In conventional oscillating mills, the material to be milled is milled between a rotating rotor and a screen. The desired properties of the comminuted material, such as particle size and particle flow velocity, can be obtained by appropriately selecting the appropriate milling parameters, such as the rotational speed of the rotor and/or the amplitude of oscillation and frequency in the case where the rotor is oscillating. Proper selection of the appropriate milling parameters is also critical to avoid a significant increase in temperature which could be detrimental to the quality of the crushed material. During most milling operations, however, it can be difficult to choose the parameters that are appropriate during the entire milling operation. Indeed, during milling, the material can modify its properties, for example due to the high temperature and/or humidity, which makes the milling parameters insufficient. In order to obtain an acceptable and uniform particle size of the crushed material, it is necessary to modify the milling parameters during the milling operation. Another problem is to obtain a high throughput of the crushed material.
The present invention relates to a milling device for carrying out a milling operation, comprising:
a milling unit including a body comprising a milling chamber, which can be filled with a material to be milled, a rotor rotatably mounted around a shaft in the body, a screen, and a drive unit controlling the movements the rotor with respect to the screen during the milling operation;
wherein the drive unit is designed to impart an oscillation movement to the rotor around the shaft, the oscillation angle being variable during the milling operation; and
wherein the milling chamber is configured to direct the product to be milled in a direction substantially parallel to the rotation shaft of the rotor.
The milling device of the invention makes it possible to implement a milling operation in which it is possible to adjust the milling parameters, while allowing a high throughput rate of the crushed material.
Examples of implementation of the invention are indicated in the description illustrated by the appended figures in which:
The material to be ground can be introduced into the upper milling chamber 20 via an inlet 32. During the milling operation, the material is crushed by the combined action of the rotor 4 and the screen 21, and the crushed material which has passed through the screen 21 leaves the milling unit 2 through an outlet 33 (from below).

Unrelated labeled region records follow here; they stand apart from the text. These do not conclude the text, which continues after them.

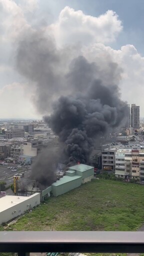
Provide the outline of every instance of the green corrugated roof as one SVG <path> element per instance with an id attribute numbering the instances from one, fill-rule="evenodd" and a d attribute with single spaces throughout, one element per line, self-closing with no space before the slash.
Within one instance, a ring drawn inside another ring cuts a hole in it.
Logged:
<path id="1" fill-rule="evenodd" d="M 87 166 L 86 164 L 76 164 L 76 166 L 72 166 L 69 168 L 70 170 L 79 170 L 80 172 L 86 172 L 86 170 L 92 169 L 93 168 L 92 166 Z"/>
<path id="2" fill-rule="evenodd" d="M 52 183 L 52 186 L 59 186 L 60 185 L 62 185 L 64 183 L 67 183 L 68 182 L 74 180 L 76 180 L 77 178 L 82 178 L 82 177 L 81 176 L 78 176 L 78 175 L 75 175 L 74 176 L 64 176 L 64 177 L 60 178 L 59 180 L 56 180 L 56 182 Z"/>
<path id="3" fill-rule="evenodd" d="M 66 172 L 68 172 L 68 174 L 74 174 L 74 172 L 76 172 L 76 170 L 66 170 Z"/>

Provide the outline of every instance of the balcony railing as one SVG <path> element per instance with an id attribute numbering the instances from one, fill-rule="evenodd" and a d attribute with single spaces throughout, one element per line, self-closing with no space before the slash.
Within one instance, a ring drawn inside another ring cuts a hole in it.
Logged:
<path id="1" fill-rule="evenodd" d="M 1 232 L 0 252 L 144 253 L 142 232 Z"/>

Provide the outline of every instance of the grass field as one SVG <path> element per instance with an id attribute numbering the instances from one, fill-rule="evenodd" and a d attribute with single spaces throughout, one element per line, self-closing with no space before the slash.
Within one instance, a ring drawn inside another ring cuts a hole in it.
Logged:
<path id="1" fill-rule="evenodd" d="M 26 213 L 8 230 L 135 230 L 144 222 L 144 186 L 94 180 Z"/>

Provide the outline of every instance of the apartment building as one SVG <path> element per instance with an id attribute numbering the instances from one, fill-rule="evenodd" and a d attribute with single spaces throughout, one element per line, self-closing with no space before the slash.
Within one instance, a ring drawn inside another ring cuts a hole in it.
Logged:
<path id="1" fill-rule="evenodd" d="M 22 129 L 10 130 L 6 131 L 6 139 L 11 139 L 16 138 L 24 137 L 24 130 Z"/>
<path id="2" fill-rule="evenodd" d="M 125 128 L 129 128 L 130 127 L 130 105 L 127 104 L 126 105 L 126 120 Z"/>
<path id="3" fill-rule="evenodd" d="M 134 129 L 140 128 L 140 106 L 132 104 L 131 108 L 131 126 Z"/>
<path id="4" fill-rule="evenodd" d="M 102 169 L 104 167 L 112 167 L 112 170 L 115 168 L 115 154 L 116 148 L 106 148 L 102 152 Z"/>
<path id="5" fill-rule="evenodd" d="M 23 154 L 23 146 L 13 146 L 11 147 L 10 158 L 18 160 L 21 154 Z"/>
<path id="6" fill-rule="evenodd" d="M 24 142 L 23 154 L 24 156 L 36 156 L 44 146 L 42 142 L 38 140 Z"/>
<path id="7" fill-rule="evenodd" d="M 144 181 L 144 150 L 118 150 L 116 153 L 115 162 L 116 177 Z"/>
<path id="8" fill-rule="evenodd" d="M 115 174 L 117 178 L 124 178 L 125 176 L 125 151 L 118 150 L 115 156 Z"/>

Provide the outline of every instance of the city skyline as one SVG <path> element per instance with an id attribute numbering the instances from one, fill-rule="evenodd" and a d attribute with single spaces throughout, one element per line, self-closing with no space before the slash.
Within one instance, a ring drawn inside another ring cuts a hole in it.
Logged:
<path id="1" fill-rule="evenodd" d="M 22 2 L 18 0 L 0 0 L 4 20 L 0 30 L 2 118 L 40 119 L 46 114 L 44 111 L 38 112 L 36 107 L 35 96 L 38 92 L 34 82 L 20 74 L 16 66 L 17 48 L 15 46 L 22 33 L 26 32 L 28 28 L 32 31 L 50 30 L 58 48 L 62 48 L 66 44 L 70 47 L 72 42 L 76 48 L 76 56 L 80 50 L 85 56 L 88 56 L 90 62 L 104 55 L 116 63 L 118 70 L 114 74 L 115 82 L 119 86 L 122 100 L 130 104 L 134 101 L 136 106 L 140 106 L 140 116 L 144 116 L 142 93 L 144 82 L 142 26 L 144 3 L 140 0 L 136 2 L 140 11 L 138 16 L 134 1 L 128 1 L 124 6 L 124 2 L 120 4 L 112 0 L 108 4 L 104 0 L 100 3 L 97 0 L 90 2 L 91 4 L 88 0 L 78 2 L 75 0 L 64 0 L 60 3 L 57 0 L 52 2 L 49 0 L 46 2 L 44 0 L 40 2 L 26 0 Z M 130 2 L 130 14 L 126 8 Z M 64 20 L 66 22 L 64 24 Z M 64 64 L 66 65 L 66 62 Z M 107 70 L 108 73 L 108 68 Z M 50 112 L 50 108 L 46 110 L 46 112 Z"/>

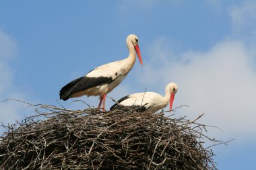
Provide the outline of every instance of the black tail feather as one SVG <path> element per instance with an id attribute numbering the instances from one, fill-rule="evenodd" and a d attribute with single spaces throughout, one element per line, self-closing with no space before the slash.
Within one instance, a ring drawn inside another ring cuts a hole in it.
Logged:
<path id="1" fill-rule="evenodd" d="M 69 99 L 70 95 L 72 95 L 71 92 L 73 89 L 74 86 L 75 84 L 79 82 L 84 77 L 79 77 L 78 79 L 76 79 L 75 80 L 72 81 L 69 83 L 65 85 L 63 87 L 61 88 L 61 91 L 59 91 L 59 98 L 61 99 L 63 99 L 64 101 L 67 100 Z"/>

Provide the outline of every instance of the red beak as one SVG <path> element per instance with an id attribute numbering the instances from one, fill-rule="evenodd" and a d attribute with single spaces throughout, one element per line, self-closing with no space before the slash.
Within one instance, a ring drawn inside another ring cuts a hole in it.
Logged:
<path id="1" fill-rule="evenodd" d="M 139 58 L 139 62 L 140 62 L 140 64 L 141 65 L 143 65 L 143 62 L 142 62 L 141 56 L 140 55 L 140 51 L 139 51 L 139 45 L 137 44 L 136 46 L 134 46 L 134 48 L 135 48 L 135 51 L 137 52 L 137 55 L 138 56 L 138 58 Z"/>
<path id="2" fill-rule="evenodd" d="M 173 103 L 173 100 L 174 99 L 174 96 L 175 94 L 174 93 L 170 93 L 170 111 L 172 111 L 172 103 Z"/>

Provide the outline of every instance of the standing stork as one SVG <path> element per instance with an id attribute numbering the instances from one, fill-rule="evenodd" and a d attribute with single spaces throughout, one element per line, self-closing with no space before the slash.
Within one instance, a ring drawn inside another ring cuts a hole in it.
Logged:
<path id="1" fill-rule="evenodd" d="M 165 108 L 170 102 L 170 112 L 177 91 L 178 86 L 174 83 L 170 83 L 165 87 L 164 97 L 154 92 L 137 93 L 127 95 L 113 105 L 110 110 L 121 110 L 127 112 L 134 109 L 141 112 L 145 111 L 156 112 Z"/>
<path id="2" fill-rule="evenodd" d="M 100 66 L 90 71 L 84 77 L 76 79 L 65 85 L 59 91 L 61 99 L 87 96 L 99 95 L 100 108 L 103 101 L 102 108 L 105 110 L 105 100 L 107 93 L 120 84 L 133 68 L 136 60 L 136 54 L 141 65 L 143 65 L 138 45 L 139 39 L 131 34 L 126 38 L 129 55 L 125 59 L 110 62 Z"/>

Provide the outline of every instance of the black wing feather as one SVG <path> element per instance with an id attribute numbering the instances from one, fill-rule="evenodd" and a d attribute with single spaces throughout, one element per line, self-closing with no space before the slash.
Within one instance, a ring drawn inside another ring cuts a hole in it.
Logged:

The milling device 1 comprises a transmission element 61 comprising a milling shaft 6 on which the rotor 4 is mounted. The transmission element 61 is configured to transmit the drive of the drive unit 60 to the milling shaft 6.
According to a preferred form, the transmission element 61 comprises a transmission joint 62 for driving the milling shaft 6 via a transmission shaft 63, substantially orthogonal to the milling shaft 6. The milling shaft 6 is mounted in a milling shaft bearing 64 and the transmission shaft 63 is mounted in a transmission bearing 65.
The transmission element 61 can also be configured to drive the rotor 4 directly from the top or the bottom, i.e. to provide a functional connection according to the orientation of the rotation shaft 5 of the rotor 4 (direct transmission).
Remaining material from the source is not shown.